Visum als Waffe der Demokratie

Klar ist: Die Führer der EU wissen, dass sie durch Drohungen nichts an der tristen politischen Lage in Russland ändern können, die sich unter Medwedjews Vorgänger und Nachfolger, Wladimir Putin, nicht verbessern wird, sagte Jana Kobzova vom European Council on Foreign Relations zur „Presse“. „Wir können aber einiges tun, um zumindest unsere eigenen Interessen zu schützen.“ Als Vorbild sollte der britische „Bribery Act“ aus dem Jahr 2010 gelten. Dieses Gesetz droht in Großbritannien tätigen Unternehmen für jegliche Korruption, egal, wo auf der Welt, mit harten Strafen. „Ein sehr wirksames Mittel“, sagte Kobzova. „Aber das müssen alle 27Mitgliedstaaten auch umsetzenn, damit es wirksam ist. Und es gibt eine Reihe von Ländern in der EU, die mit der Einführung so eines Gesetzes ein ziemliches Problem hätten.“ Das treffe vor allem auf Österreich und Zypern zu, die seit Langem enge Kontakte zum politisch-wirtschaftlichen Kreml-Komplex haben.

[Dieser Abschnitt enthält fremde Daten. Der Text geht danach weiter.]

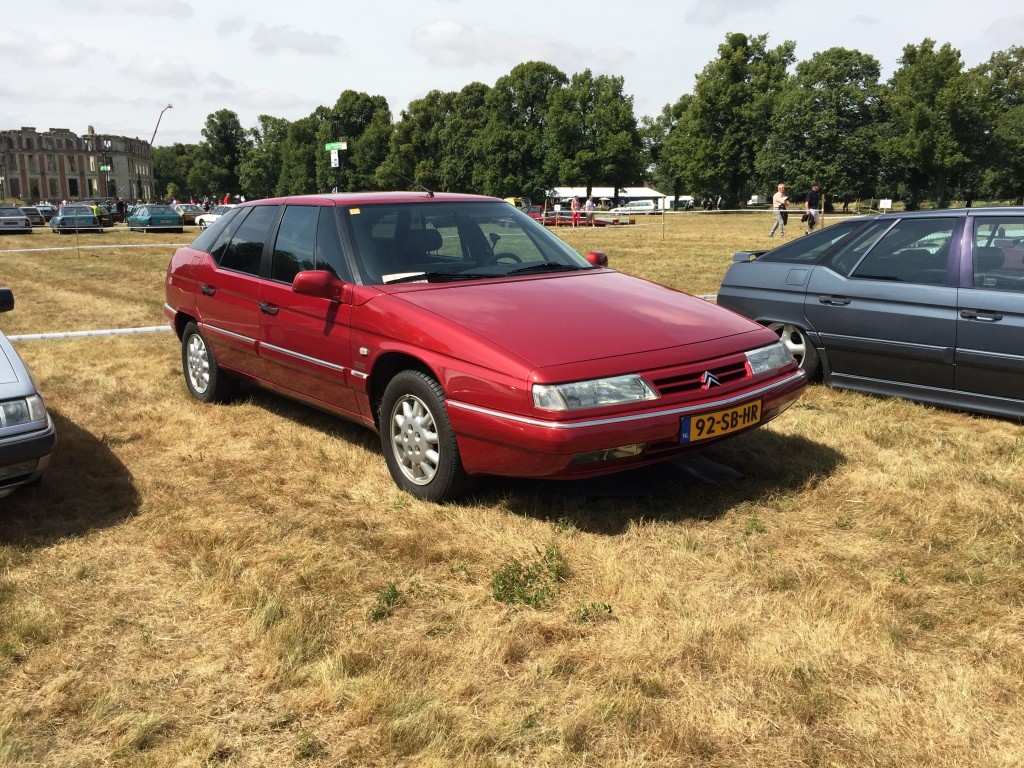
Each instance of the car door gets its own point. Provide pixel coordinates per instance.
(228, 290)
(885, 306)
(305, 341)
(990, 318)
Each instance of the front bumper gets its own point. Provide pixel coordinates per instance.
(499, 443)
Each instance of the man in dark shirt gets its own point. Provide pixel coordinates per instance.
(813, 207)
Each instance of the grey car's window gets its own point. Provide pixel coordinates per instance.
(998, 253)
(244, 252)
(910, 250)
(915, 250)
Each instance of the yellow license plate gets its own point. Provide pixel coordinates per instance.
(718, 423)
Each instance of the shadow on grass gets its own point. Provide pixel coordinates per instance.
(702, 485)
(85, 487)
(699, 485)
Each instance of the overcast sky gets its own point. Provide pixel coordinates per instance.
(115, 65)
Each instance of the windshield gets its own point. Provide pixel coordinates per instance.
(439, 242)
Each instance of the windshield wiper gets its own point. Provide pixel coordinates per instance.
(434, 278)
(546, 266)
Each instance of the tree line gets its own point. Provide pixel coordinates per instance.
(935, 131)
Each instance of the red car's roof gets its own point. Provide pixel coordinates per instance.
(376, 198)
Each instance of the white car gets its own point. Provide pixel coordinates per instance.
(27, 433)
(636, 206)
(204, 220)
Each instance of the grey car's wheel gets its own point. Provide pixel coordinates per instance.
(205, 379)
(419, 445)
(795, 339)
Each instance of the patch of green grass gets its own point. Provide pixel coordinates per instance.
(530, 584)
(387, 598)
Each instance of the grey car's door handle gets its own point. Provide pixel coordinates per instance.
(978, 314)
(834, 300)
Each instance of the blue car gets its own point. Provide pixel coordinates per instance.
(75, 219)
(150, 218)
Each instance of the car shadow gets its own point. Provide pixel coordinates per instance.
(701, 485)
(697, 486)
(85, 487)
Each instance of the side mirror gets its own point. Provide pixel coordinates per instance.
(317, 283)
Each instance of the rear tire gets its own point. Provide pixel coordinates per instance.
(206, 380)
(419, 445)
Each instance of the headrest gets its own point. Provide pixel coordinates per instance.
(422, 240)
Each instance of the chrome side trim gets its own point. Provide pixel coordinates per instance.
(682, 411)
(306, 358)
(229, 334)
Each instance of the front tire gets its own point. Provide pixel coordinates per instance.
(419, 445)
(795, 339)
(205, 379)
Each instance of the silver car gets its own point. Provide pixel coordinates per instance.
(12, 219)
(27, 433)
(927, 305)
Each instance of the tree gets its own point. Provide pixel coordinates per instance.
(925, 147)
(591, 133)
(728, 119)
(1003, 81)
(414, 159)
(825, 127)
(216, 160)
(364, 123)
(514, 135)
(259, 171)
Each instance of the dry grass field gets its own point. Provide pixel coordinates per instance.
(244, 586)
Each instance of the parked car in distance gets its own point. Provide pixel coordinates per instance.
(27, 433)
(36, 217)
(635, 207)
(75, 218)
(47, 210)
(13, 220)
(151, 217)
(451, 325)
(188, 212)
(205, 219)
(926, 305)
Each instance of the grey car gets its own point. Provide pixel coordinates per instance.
(13, 220)
(926, 305)
(27, 433)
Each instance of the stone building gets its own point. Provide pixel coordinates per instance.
(59, 165)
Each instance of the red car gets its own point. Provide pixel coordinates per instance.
(470, 338)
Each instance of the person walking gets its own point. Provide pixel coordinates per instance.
(779, 201)
(812, 208)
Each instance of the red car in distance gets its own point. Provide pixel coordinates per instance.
(474, 341)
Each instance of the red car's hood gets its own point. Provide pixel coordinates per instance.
(563, 318)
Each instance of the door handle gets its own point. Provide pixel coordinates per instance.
(982, 315)
(834, 300)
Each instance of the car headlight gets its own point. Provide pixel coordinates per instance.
(594, 393)
(768, 358)
(25, 411)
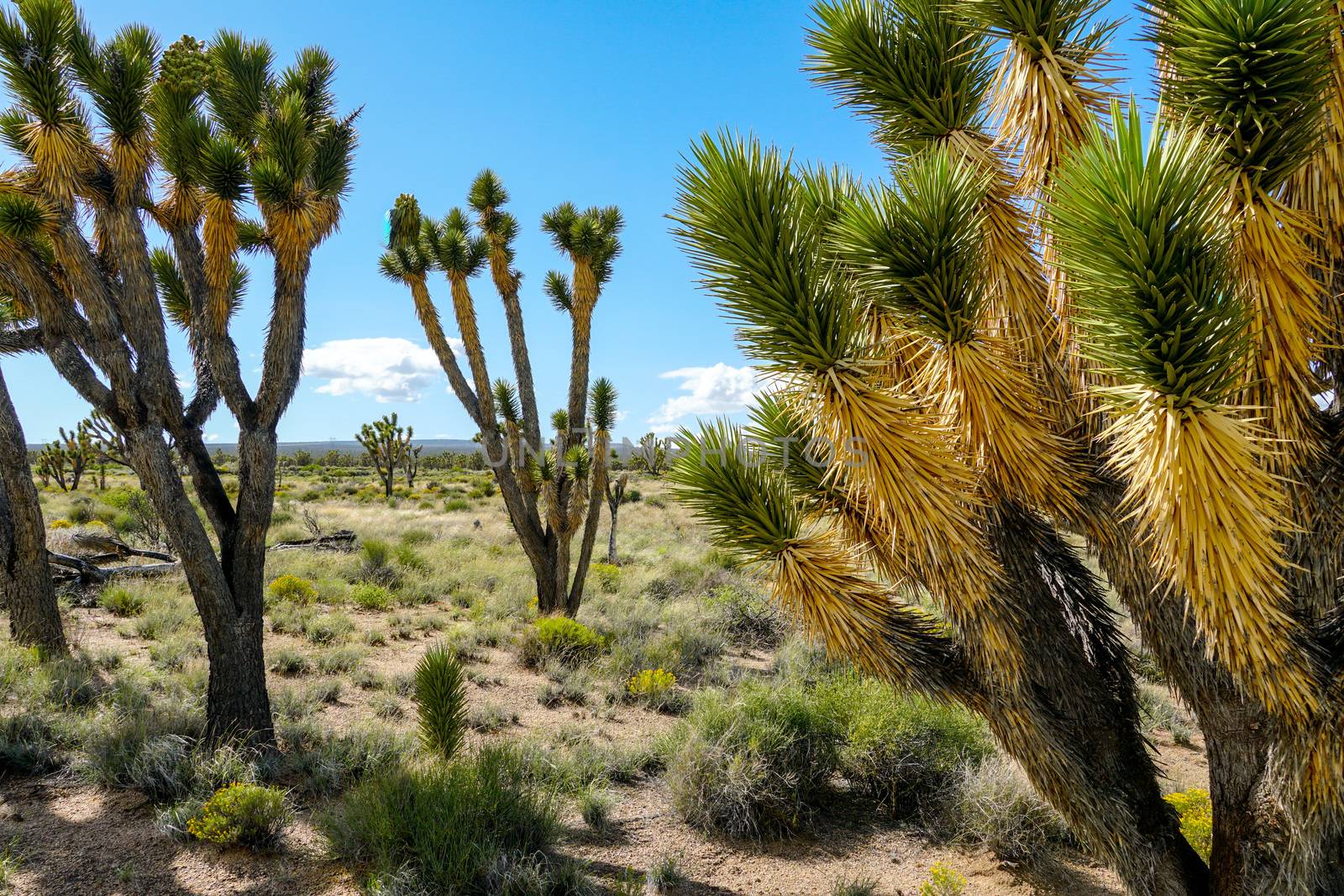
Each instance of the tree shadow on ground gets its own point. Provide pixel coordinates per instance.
(73, 837)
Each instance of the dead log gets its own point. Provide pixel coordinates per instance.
(342, 540)
(114, 547)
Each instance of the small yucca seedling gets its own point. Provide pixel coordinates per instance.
(441, 701)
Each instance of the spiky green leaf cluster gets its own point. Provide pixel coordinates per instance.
(761, 253)
(1068, 29)
(441, 701)
(172, 288)
(1140, 237)
(743, 503)
(602, 401)
(916, 248)
(1253, 71)
(589, 235)
(916, 67)
(24, 217)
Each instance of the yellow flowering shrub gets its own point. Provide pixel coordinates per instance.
(651, 683)
(241, 815)
(1196, 819)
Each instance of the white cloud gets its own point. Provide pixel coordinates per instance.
(389, 369)
(710, 390)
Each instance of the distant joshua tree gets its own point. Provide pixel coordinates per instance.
(387, 445)
(1058, 325)
(551, 495)
(24, 577)
(218, 150)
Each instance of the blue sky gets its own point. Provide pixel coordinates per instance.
(591, 102)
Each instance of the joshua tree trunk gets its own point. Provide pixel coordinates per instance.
(24, 577)
(615, 492)
(420, 244)
(226, 587)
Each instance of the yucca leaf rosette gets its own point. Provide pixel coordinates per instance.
(1144, 244)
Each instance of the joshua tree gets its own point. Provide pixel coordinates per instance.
(24, 577)
(223, 155)
(652, 454)
(549, 495)
(410, 465)
(1048, 332)
(51, 466)
(387, 445)
(615, 493)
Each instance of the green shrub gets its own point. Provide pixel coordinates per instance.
(441, 701)
(328, 627)
(608, 577)
(291, 587)
(1196, 819)
(371, 597)
(491, 718)
(664, 873)
(410, 559)
(748, 618)
(756, 763)
(656, 688)
(596, 809)
(121, 602)
(288, 661)
(687, 647)
(242, 815)
(375, 563)
(855, 887)
(27, 745)
(944, 880)
(340, 660)
(900, 750)
(445, 826)
(566, 640)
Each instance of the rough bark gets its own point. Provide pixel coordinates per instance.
(228, 589)
(24, 577)
(611, 537)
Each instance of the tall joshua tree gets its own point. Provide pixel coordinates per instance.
(387, 445)
(1057, 329)
(71, 453)
(24, 575)
(553, 493)
(223, 154)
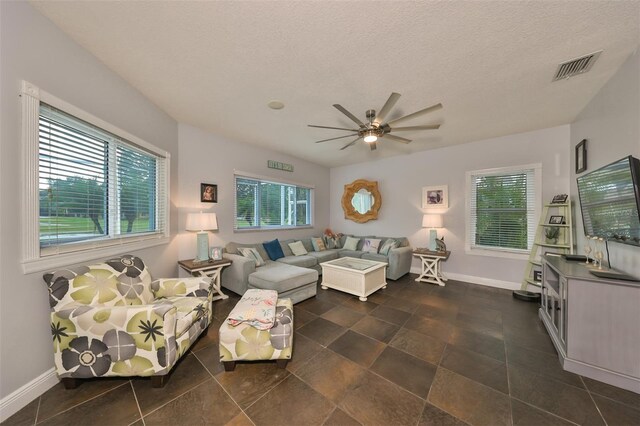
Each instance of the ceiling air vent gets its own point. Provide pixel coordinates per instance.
(576, 66)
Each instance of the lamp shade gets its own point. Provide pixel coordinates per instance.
(432, 221)
(202, 222)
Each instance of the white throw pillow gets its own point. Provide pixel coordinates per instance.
(251, 253)
(351, 243)
(371, 245)
(318, 244)
(297, 248)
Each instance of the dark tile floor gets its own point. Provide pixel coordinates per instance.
(413, 354)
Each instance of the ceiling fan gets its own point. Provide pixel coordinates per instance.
(376, 128)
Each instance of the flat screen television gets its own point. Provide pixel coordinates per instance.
(610, 201)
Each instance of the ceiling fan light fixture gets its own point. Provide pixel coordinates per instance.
(370, 137)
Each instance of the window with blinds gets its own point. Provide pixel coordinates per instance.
(502, 208)
(262, 204)
(95, 187)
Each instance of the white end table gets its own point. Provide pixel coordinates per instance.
(211, 269)
(430, 260)
(359, 277)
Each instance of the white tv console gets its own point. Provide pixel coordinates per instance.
(594, 323)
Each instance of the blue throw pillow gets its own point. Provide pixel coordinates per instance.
(274, 250)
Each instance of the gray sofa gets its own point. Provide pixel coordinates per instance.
(296, 276)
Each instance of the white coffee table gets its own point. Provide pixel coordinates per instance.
(359, 277)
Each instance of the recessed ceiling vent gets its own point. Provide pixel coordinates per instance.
(576, 66)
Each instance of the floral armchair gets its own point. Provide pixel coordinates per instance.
(110, 319)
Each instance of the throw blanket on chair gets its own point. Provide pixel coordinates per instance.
(257, 308)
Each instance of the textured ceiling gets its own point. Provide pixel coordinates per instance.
(216, 65)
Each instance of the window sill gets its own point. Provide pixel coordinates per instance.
(53, 262)
(496, 253)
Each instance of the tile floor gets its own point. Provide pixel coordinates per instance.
(414, 354)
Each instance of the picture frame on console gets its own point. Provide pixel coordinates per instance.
(435, 197)
(581, 156)
(556, 220)
(559, 199)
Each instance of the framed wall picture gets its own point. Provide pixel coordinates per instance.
(216, 253)
(581, 156)
(435, 197)
(208, 193)
(559, 199)
(556, 220)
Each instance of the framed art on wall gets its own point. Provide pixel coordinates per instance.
(581, 156)
(208, 193)
(435, 197)
(216, 253)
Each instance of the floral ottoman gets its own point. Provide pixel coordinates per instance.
(254, 341)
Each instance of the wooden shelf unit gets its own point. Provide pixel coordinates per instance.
(563, 245)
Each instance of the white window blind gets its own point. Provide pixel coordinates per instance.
(503, 204)
(264, 204)
(95, 187)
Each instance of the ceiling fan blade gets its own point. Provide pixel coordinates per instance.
(334, 128)
(416, 114)
(332, 139)
(427, 127)
(348, 114)
(350, 143)
(396, 138)
(386, 108)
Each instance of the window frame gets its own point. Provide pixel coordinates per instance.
(532, 224)
(32, 256)
(268, 179)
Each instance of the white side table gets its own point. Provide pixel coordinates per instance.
(211, 269)
(430, 260)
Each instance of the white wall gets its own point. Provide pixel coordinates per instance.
(208, 158)
(611, 125)
(33, 49)
(401, 179)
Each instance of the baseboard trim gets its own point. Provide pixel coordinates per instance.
(489, 282)
(18, 399)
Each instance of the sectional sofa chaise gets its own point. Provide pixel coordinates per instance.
(294, 276)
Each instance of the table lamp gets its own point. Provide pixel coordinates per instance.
(201, 223)
(432, 221)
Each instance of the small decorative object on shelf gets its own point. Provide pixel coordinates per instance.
(551, 234)
(556, 220)
(537, 276)
(581, 156)
(559, 199)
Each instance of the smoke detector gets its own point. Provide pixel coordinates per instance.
(576, 66)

Dennoch hat die EU einen Hebel in der Hand, um die russische Gesellschaft zu öffnen: die Einführung elektronischer Visa, die schneller, dank einer endlich funktionierenden Visa-Datenbank sicherer und billiger ausgestellt werden könnten als die herkömmlichen Sichtvermerke: „Das wäre ein Weg, um zwischenmenschliche Kontakte zu erleichtern und das Bild eines dekadenten Westens zu zerstreuen, das Putin zu erzeugen versucht“, regte Kobzova an.

Auf einen Blick

Drei große Problemfelder prägen derzeit das Verhältnis der EU zu Russland. Erstens lehnt Moskau die Liberalisierung des EU-Energiemarktes ab, weil das die Marktmacht von Gazprom schmälert. Zweitens fordert Russland die rasche Aufhebung der Visumspflicht für seine Staatsbürger. Drittens blockiert Russland als ständiges Mitglied im UN-Sicherheitsrat ein strengeres Vorgehen gegen Syrien und den Iran.